Re: Mutex question
On 30 Jul 2007 21:19:29 -0400, Vincent Fatica <vince@blackholespam.net>
wrote:
An app loads my DLL and calls an initialization routine therein. That routine
contains (essentially)
if ( !OpenMutex(0, FALSE, "MyMutex") )
{
// do some stuff
CreateMutex(NULL, FALSE, "MyMutex");
}
The app unloads my DLL. [The open handle to "MyMutex" remains, according to
SysInternals's ProcessExplorer.]
If the same instance of the app later loads my DLL (again) and calls its
initialization routine, OpenMutex() fails and "some stuff" is done again (which
is what I'm trying to avoid).
Why does OpenMutex() fail the second time around?
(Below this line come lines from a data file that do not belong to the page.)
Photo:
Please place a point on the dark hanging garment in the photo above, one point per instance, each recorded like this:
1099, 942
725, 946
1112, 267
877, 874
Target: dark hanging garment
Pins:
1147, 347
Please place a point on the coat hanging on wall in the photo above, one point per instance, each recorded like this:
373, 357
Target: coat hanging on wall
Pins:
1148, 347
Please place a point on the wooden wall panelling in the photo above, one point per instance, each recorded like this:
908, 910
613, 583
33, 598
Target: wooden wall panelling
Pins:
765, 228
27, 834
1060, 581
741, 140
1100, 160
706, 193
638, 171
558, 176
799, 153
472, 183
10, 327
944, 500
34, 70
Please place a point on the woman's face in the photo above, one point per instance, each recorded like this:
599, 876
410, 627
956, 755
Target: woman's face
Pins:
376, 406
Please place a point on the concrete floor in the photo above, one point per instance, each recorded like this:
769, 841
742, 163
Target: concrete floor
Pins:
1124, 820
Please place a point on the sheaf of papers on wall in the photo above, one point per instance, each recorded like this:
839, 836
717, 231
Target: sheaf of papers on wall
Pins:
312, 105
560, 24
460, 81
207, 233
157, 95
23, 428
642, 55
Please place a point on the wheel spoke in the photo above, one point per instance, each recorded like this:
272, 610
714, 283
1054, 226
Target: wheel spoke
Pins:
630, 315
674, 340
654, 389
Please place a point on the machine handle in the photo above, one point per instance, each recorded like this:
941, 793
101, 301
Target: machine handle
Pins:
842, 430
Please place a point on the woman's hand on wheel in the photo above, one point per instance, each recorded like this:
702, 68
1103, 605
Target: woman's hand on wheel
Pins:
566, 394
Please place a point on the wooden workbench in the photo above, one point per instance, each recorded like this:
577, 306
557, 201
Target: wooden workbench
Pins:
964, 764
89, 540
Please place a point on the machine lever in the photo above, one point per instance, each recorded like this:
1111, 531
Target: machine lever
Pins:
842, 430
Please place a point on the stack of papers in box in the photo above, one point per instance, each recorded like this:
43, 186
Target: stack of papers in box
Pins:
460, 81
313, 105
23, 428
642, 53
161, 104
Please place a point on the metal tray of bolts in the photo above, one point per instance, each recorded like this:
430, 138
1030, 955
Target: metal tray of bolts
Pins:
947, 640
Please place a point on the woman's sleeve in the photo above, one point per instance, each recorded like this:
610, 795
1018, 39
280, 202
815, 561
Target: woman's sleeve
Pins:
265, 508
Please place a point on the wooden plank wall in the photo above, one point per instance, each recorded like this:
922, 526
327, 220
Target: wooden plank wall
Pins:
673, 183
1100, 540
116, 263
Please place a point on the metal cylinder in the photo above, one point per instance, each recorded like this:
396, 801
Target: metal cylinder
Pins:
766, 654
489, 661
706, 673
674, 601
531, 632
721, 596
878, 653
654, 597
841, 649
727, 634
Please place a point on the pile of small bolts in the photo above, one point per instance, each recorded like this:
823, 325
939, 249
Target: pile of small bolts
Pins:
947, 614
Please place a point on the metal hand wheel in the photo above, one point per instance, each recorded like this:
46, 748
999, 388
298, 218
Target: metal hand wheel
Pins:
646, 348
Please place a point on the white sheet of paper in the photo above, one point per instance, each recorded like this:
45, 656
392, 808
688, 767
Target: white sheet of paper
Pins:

I dunno; what does GetLastError say?
Is there a (better) way for my DLL to "leave a mark" so that after it has been
unloaded, an instance loaded in the future will know it had been loaded/unloaded
previously?
The OpenMutex/CreateMutex sequence creates a race condition, as two
simultaneous callers could find themselves unable to open the mutex and
thus both try to create it. You should simply use CreateMutex; GetLastError
will tell you if the mutex was created or merely opened.
--
Doug Harrison
Visual C++ MVP